Measures against the state oil company

In the following years, specific sectors and organizations were added to the sanctions list. In 2019, amid the power struggle between Juan Guaidó — who declared he was acting president — and Maduro, Washington hit Venezuela’s state-owned oil company PDVSA, which was greatly weakened by the economic crisis and rampant corruption. For the first time, the United States halted oil exports from Venezuela. Before that decision, it had been a top client of the South American oil company, purchasing around 500,000 barrels a day.

These primary sanctions were backed up with so-called “secondary sanctions,” which threaten to block from the U.S. financial system not only U.S. citizens but also any foreign citizens and entities determined “to have materially assisted, sponsored, or provided financial, material, or technological support for, or goods or services” to Venezuela. This move made it difficult for the PDVSA to sell its crude oil in the international markets, with Venezuela forced to sell it on the oil black market, trading it at great discounts, and resorting to tactics such as the use of shadow fleets for sales, and swapping goods for oil.

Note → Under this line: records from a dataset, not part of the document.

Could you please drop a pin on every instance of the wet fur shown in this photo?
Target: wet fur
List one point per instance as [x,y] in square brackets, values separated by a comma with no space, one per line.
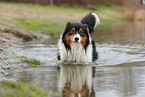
[82,51]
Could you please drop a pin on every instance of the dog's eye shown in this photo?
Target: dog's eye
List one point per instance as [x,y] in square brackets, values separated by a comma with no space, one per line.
[71,32]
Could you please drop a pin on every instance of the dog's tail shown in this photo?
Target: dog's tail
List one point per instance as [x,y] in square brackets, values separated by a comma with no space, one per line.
[92,20]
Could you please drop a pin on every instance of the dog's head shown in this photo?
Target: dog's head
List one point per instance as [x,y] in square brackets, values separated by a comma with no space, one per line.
[76,33]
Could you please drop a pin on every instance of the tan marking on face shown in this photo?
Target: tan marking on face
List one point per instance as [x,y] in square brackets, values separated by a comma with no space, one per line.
[80,30]
[69,39]
[83,40]
[73,29]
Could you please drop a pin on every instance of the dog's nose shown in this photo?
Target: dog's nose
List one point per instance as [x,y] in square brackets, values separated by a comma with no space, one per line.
[76,38]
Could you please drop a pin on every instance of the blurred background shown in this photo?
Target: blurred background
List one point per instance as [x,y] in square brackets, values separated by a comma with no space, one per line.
[29,32]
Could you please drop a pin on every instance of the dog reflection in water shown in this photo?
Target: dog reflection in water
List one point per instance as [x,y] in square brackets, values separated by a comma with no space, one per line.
[76,81]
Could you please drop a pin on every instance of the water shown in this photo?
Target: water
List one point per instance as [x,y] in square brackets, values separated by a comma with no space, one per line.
[119,72]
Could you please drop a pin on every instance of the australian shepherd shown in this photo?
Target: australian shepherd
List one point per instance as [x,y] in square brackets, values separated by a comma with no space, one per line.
[76,44]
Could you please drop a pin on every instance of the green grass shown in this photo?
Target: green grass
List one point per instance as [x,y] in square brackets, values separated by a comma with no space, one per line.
[21,60]
[54,8]
[41,25]
[19,89]
[54,26]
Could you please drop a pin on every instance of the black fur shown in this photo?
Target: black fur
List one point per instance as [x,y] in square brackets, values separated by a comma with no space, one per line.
[90,21]
[95,53]
[87,24]
[77,26]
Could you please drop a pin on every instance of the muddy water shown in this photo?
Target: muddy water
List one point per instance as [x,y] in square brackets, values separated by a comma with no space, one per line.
[119,72]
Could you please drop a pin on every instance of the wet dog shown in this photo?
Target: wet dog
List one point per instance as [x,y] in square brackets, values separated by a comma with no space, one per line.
[76,44]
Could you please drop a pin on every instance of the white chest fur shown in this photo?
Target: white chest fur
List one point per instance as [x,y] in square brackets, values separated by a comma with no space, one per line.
[76,54]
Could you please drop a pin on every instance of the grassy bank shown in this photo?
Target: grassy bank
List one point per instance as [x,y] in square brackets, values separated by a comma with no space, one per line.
[50,20]
[18,89]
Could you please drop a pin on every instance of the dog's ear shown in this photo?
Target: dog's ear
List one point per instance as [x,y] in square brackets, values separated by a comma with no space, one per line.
[86,26]
[67,27]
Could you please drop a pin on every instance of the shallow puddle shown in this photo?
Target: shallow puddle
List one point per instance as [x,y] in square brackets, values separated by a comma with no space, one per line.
[119,72]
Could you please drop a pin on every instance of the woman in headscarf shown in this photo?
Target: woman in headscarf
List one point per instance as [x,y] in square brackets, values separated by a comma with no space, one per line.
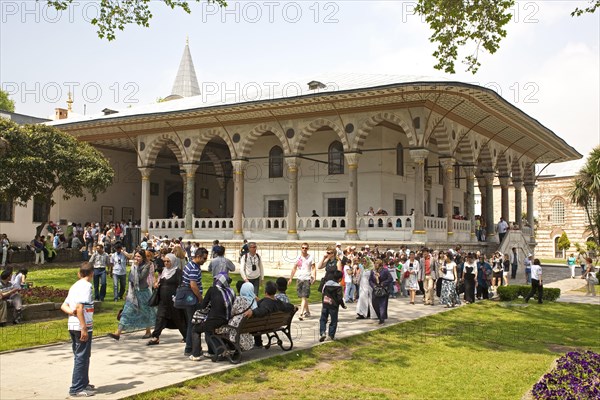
[219,299]
[380,278]
[167,316]
[245,301]
[137,313]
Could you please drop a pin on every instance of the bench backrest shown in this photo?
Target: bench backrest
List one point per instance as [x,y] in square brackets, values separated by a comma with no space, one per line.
[268,323]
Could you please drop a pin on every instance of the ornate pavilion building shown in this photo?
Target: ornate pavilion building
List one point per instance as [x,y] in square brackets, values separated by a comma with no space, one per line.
[306,161]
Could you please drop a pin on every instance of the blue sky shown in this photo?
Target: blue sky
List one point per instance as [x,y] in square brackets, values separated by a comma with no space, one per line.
[548,65]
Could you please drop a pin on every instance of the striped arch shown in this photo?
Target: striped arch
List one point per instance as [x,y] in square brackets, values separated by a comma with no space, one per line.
[368,125]
[441,135]
[168,139]
[516,169]
[201,141]
[219,171]
[254,134]
[502,165]
[484,160]
[464,148]
[307,132]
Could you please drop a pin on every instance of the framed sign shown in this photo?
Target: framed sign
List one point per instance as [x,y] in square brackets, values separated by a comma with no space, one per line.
[127,213]
[107,214]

Amid these waters full of intermediaries, opaque negotiations created an extensive network of corruption, which the Venezuela government called PDVSA Crypto. To circumvent U.S. sanctions, Venezuela sold crude through cryptocurrency networks. But this scheme ended up embezzling $21 billion, with dozens of officials arrested in the graft case, including Tareck El Aissami, a former oil minister and close ally of Maduro.

The former Minister of Petroleum, Tareck El Aissami, upon being arrested on April 9.
The former Minister of Petroleum, Tareck El Aissami, upon being arrested on April 9.MP Venezuela

Six months of relief

The restrictions on purchasing Venezuelan oil began to ease on February 25, 2022, when Russia invaded Ukraine. With the global energy market rocked by the loss of Russian oil and a new war on the horizon, the United States started to thaw its relations with the Maduro government. Long conversations and at least six meetings in Doha, sponsored by Qatar in parallel to the negotiations with the Venezuelan opposition that had begun a year earlier in Mexico, led to the Barbados Agreements, which outlined a series of political commitments, and the renewal of General License 44.

General License 44 opened the door to the production, extraction, sale and export of oil or gas from Venezuela. But the door began to close at the of January, when the Venezuelan Supreme Court upheld María Corina Machado’s disqualification from running for president. In response, the U.S. Treasury Department ordered all operations with Venezuela’s Minerven oil company — which had been allowed via the 43A license last October — to end before February 13, 2024.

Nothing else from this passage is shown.